Frank Black And The Catholics – Show Me Your Tears – Review

Frank Black And The Catholics

Show Me Your Tears (SpinArt)
by Scott Deckman

With the beginning strum-n-thump of “Nadine” on Show Me Your Tears, his ninth solo record since leaving the incredible Pixies (and sixth billed with The Catholics), Frank Black evinces two things: 1) he’s plugging on with his live-to-two-track (and supposedly no-edit) formula which has probably lost him more fans than it has gained, and 2) he can still write kickass songs no matter the style or lyrical content.

After the stomping-yet-unrealized opener, things get better by growing sadder. This is Black’s breakup album, as he was recently divorced from wife Jean, inspiration for such Frank classics as “Speedy Marie” from Teenager of the Year. As such, there are many tunes in which heartache is not only in name – “This Old Heartache” – but in verse: “For I have seen the face of God, and I was not afraid/I have seen the face of God, and I have dearly paid.” That last couplet, from the mythic closer “Manitoba,” has a Pogues-y folk feel in which one can picture the zaftig singer (or his disembodied voice) spread over the rolling green hills of Ireland or Scotland. It’s Frank Black at his most intimate; he even coos one line like an indie-rock Elmer Fudd over understated guitar and drums. But it works, sounding eerily like something Frank DeVol would use for The Brady Bunch.
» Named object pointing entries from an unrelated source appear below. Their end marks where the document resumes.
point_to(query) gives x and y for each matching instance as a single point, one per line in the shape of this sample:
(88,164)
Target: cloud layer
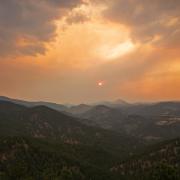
(155,21)
(25,26)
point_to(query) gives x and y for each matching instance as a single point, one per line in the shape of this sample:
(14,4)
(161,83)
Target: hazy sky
(90,50)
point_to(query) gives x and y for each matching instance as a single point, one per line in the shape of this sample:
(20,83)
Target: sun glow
(110,52)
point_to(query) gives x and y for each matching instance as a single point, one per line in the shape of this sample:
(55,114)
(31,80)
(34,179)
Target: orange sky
(61,50)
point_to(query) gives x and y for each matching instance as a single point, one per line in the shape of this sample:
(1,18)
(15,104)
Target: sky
(79,51)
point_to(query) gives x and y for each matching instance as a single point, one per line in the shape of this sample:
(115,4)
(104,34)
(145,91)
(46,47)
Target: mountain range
(131,141)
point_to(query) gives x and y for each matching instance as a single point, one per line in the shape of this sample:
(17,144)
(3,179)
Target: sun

And like the last few records, The Rolling Stones still chart highly in the influence brigade; just check out the blues licks and honky-tonk feel of “Jaina Blues.” “Everything Is New” weaves a tale of woe equally pretty and allegorical, while the piano-laden “New House of the Pope” finds him so despondent, he naturally wonders “When Will Happiness Find Me Again?” I’ll tell ya where: “Massif Centrale,” where Black faces down his demons in another of his intricate sub-rock operas. Gravitating to Central France, he finds inspiration in change of scenery, a chick, and introspection. “It sure is cold here in the summer, I haven’t got her number/But the sky is very bright, and the sun is very clear” he sings, before switching gears, eventually building into a cathartic wail that’s familiar to the epiphany in all of us. Yes, space is gonna do him good.